Der Ton verstummte, als die Telekomsoftware zu dem Schluß kam, daß ich den Anruf nicht persönlich entgegennehmen würde und auf Anrufbeantworter umschaltete. Laut Anzeige in der Bildschirmecke war der Anruf an meine geschäftliche und nicht an meine private Mailbox gerichtet, also sah ich keinen Grund, mich aufzurappeln und mich persönlich zu melden. Während das Uralt-Telekom den Vorgang der einleitenden Begrüßung durchlief, warf ich einen Blick auf die Uhr. Beinahe halb vier. Es sah so aus, als hätte ich mein beabsichtiges einstündiges Nickerchen ein wenig ausgedehnt. Ich fragte mich träge, ob Naomi, das Smartframe, bereits mit den Korrelationen zurückgekommen war oder ob ihr irgendwelche elektronischen Ablenkungen am Wegesrand aufgelauert hatten.
Der Telekomschirm blinkte, und ein Bild erschien... und plötzlich waren meine Gedanken alles andere als träge. Ich erkannte das Gesicht sofort. Ein Mann mittleren Alters: ein starkes Gesicht, eine gebieterische Adlernase und kalte Augen. Sein Haar war immer noch kurzgeschnitten und ein klein wenig stachelig, so daß die verchromte Datenbuchse in seiner rechten Schläfe zu sehen war. Als ich ihn zuletzt gesehen hatte, war sein Haar Pfeffer-und-Salz-farben gewesen, wobei der Pfeffer dominiert hatte. Jetzt war sein Haar fast gänzlich grauweiß, und nur mitten auf dem Kopf waren noch ein paar schwarze Strähnen geblieben. Sein Gesicht sah ebenfalls älter als vor vier Jahren aus - ein gutes Jahrzehnt älter. Die Haut war blaß und ein wenig schlaff, und unter seinen Augen waren dunkle Tränensäcke. Ich mußte an das letzte Mal denken, als wir miteinander geredet hatten.
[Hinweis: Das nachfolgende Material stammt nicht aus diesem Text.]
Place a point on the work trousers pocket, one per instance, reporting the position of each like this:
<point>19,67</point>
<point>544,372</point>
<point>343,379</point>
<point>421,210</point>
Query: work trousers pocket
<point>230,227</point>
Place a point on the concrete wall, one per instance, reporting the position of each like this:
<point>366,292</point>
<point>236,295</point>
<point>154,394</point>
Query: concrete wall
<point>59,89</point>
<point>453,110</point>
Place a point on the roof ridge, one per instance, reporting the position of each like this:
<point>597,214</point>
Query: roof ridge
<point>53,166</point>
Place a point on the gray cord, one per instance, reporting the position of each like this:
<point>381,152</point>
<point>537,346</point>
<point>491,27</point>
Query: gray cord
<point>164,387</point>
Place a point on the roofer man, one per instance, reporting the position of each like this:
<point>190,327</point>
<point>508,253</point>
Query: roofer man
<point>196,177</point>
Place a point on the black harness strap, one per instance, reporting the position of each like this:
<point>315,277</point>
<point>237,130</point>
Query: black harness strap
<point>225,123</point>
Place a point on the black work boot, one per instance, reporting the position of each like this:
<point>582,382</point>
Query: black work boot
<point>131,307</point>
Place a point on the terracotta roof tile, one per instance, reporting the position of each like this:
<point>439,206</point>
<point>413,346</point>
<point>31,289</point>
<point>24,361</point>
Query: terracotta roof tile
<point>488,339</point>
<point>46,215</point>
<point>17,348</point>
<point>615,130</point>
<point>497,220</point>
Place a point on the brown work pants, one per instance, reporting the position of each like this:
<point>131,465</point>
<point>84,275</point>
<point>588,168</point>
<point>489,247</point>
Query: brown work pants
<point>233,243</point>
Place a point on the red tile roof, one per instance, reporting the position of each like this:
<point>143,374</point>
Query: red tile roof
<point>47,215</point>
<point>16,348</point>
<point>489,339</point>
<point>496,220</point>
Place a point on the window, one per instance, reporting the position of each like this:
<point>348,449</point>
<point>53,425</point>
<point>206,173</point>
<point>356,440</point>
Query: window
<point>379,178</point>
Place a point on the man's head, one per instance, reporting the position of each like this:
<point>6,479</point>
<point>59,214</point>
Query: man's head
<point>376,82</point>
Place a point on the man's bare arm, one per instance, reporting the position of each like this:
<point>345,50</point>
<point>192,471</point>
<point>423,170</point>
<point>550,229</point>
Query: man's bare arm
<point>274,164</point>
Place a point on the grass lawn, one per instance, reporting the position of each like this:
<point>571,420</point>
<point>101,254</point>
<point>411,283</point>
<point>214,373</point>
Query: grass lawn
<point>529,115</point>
Er hatte sich an einem Ultra-Gym-Gerät die Seele aus dem Leib geschuftet, wobei das Computersystem auf einer Skala, die bis zwanzig reichte, auf Stufe achtzehn arbeitete. Dennoch hatte er ein Gespräch führen können, ohne zu keuchen oder sein Frühstück von sich zu geben. Würde er jetzt auch nur mit Stufe eins fertigwerden? Ich bezweifelte es.
Er hieß Jacques Barnard. Als ich das letztemal Geschäfte mit ihm gemacht hatte - falls das die richtige Bezeichnung dafür ist -, war er einer der Vizepräsidenten des Yamatetsu-Konzerns und mit der Leitung des Seattier Unternehmenszweiges betraut. Hätte mein Buchmacher Quoten dafür festgelegt, ich hätte ihn als sichere Wette für eine absolute Führungskraft betrachtet, der ultimative Konzernkrieger, der sich durch kein Hindernis von seinem Weg abbringen ließ.
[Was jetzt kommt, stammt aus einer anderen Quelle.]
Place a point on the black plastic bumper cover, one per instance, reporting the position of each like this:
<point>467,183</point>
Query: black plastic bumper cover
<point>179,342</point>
Und jetzt? Ich hätte versucht, diese hypothetische Wette zurückzukaufen. Mr. Barnard sah wie ein alter Mann aus, verbraucht und gebeugt. Nicht so sehr von der Zeit, sondern vielmehr vom Wissen. Die Augen, die sich fast durch meinen Telekomschirm brannten, sahen wie die eines Mannes aus, der viele Dinge erfahren hatte, die er gar nicht wissen wollte. (Und Tatsache war, daß ich mir denken konnte, worum es sich bei einigen dieser ›Dinge‹ handelte...)
»Mr. Montgomery, guten Tag.« Barnards Stimme hatte nichts von ihrem volltönenden Klang und ihrem irgendwie einschüchternd wirkenden Selbstvertrauen verloren. »Oder vielleicht ist ›guten Abend‹ angemessener. Es ist schade, daß ich Sie nicht antreffe, aber« - er lächelte trocken und zuckte die Achseln - »ich kann mir nicht vorstellen, daß unser Tagesablauf übereinstimmt.
Es gibt einige Dinge, die ich gerne mit Ihnen besprechen würde, Mr. Montgomery«, fuhr Barnard fort. »Ich versichere Ihnen, daß diese Besprechung von gegenseitigem Nutzen sein wird.
Ich schicke Ihnen jetzt einen sicheren Umschaltcode -ein ›kaltes Relais‹, wie, glaube ich, die augenblickliche Bezeichnung auf der Straße lautet.« In einer Ecke des Schirms blinkte ein Empfangs-Icon, und das Telekom kicherte leise in sich hinein, als es die digitale Zeichenkette in seinem Permanentspeicher ablegte. »Bitte setzen Sie sich mit mir in Verbindung, sobald es Ihnen möglich ist«, schloß Barnard. »Ich freue mich auf die neuerliche Gelegenheit zu einer Unterhaltung mit Ihnen.« Mit einem leisen melodischen Bink endete der Anruf.
Ich weiß nicht, wie lange ich den leeren Schirm anstarrte. Als ich mich schließlich aus meinem selbstversunkenen Bammel riß, waren meine Augen so trocken, daß sie sich wie Sandpapier anfühlten.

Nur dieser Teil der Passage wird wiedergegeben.